In the case of English, the result students get today incorporates the outcome of the June exam - reduced to two hours as part of the changes. It also includes a written task, overseen by teachers in schools, but marked by the State Examinations Commission.
A comparison of the results in English between 2017 and 2016 shows that at both levels, the proportion achieving 55pc or more in the subject was 81-83pc, compared with about 76-77pc last year.
However, the boundaries between grades have changed, so it is not possible to make direct comparisons within tighter bands.
This year also saw an increase in the number of students taking the higher-level English option, described as "encouraging" by Teachers' Union of Ireland (TUI) president Joanne Irwin.

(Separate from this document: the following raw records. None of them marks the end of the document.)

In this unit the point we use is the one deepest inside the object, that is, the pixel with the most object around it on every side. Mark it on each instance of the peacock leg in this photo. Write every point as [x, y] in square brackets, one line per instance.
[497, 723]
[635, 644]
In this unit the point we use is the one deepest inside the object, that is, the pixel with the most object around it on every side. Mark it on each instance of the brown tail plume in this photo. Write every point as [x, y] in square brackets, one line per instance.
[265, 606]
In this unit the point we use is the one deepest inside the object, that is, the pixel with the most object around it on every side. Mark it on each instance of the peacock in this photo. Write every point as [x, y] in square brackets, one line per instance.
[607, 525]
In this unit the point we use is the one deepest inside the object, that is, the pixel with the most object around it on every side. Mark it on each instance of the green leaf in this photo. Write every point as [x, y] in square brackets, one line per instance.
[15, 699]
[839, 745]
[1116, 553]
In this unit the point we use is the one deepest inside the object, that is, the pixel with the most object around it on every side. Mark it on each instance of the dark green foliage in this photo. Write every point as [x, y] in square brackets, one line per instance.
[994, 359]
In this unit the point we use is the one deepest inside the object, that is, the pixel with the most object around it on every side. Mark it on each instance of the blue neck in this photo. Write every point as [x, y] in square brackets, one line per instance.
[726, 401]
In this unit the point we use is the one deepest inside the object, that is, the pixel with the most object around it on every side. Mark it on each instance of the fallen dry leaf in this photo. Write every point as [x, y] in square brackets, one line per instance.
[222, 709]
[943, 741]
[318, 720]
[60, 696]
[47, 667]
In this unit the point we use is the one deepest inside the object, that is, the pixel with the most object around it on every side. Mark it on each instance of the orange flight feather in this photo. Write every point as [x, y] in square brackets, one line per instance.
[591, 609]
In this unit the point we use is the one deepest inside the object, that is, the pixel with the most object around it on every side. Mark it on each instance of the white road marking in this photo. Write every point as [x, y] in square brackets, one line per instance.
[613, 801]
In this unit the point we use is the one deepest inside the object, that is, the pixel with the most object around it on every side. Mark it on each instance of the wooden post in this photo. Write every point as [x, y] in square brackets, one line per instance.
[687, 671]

She said the TUI would continue to analyse English and other subject areas to see if any adjustments may be needed in the future.
The JCPA will also record, under a separate heading, a student's achievement in classroom-based assessments such as, in the case of English, an oral presentation which was graded by teachers.
However because of the lengthy campaign of opposition to the junior cycle changes by the Association of Secondary Teachers' Ireland (ASTI), its members refused to co-operate with such assessments.
As a result, when they receive their JCPA later this term, some students may have blank spaces in those boxes. The ASTI opposition to the junior cycle changes ended in June.
The changes to junior cycle will be phased in until 2020. Last year, first years were introduced to the new formats in science and business, and, this month, Irish, modern foreign languages and visual art, were rolled out in schools. The new area of learning, called wellbeing, was introduced this month.
Ibec welcomed the publication of results under the new junior cycle as "an important landmark in education reform".
Ibec head of education and social policy Tony Donohoe said the "economy and our prosperity are intrinsically linked to the strength of our education system and, in reforming the junior years of second-level education, we will deliver better outcomes for our students and help underpin our long-term prosperity".
He said the new curriculum gave teachers space to be innovative and provide a more rounded education experience - and should also equip students with skills and appetite for continuous learning.
He added: "This reform could mark the start of the single most radical educational change in decades. Moving away from the dominance of rote learning and written exams will help develop critical thinking skills, that are required in the modern workplace, from an early age."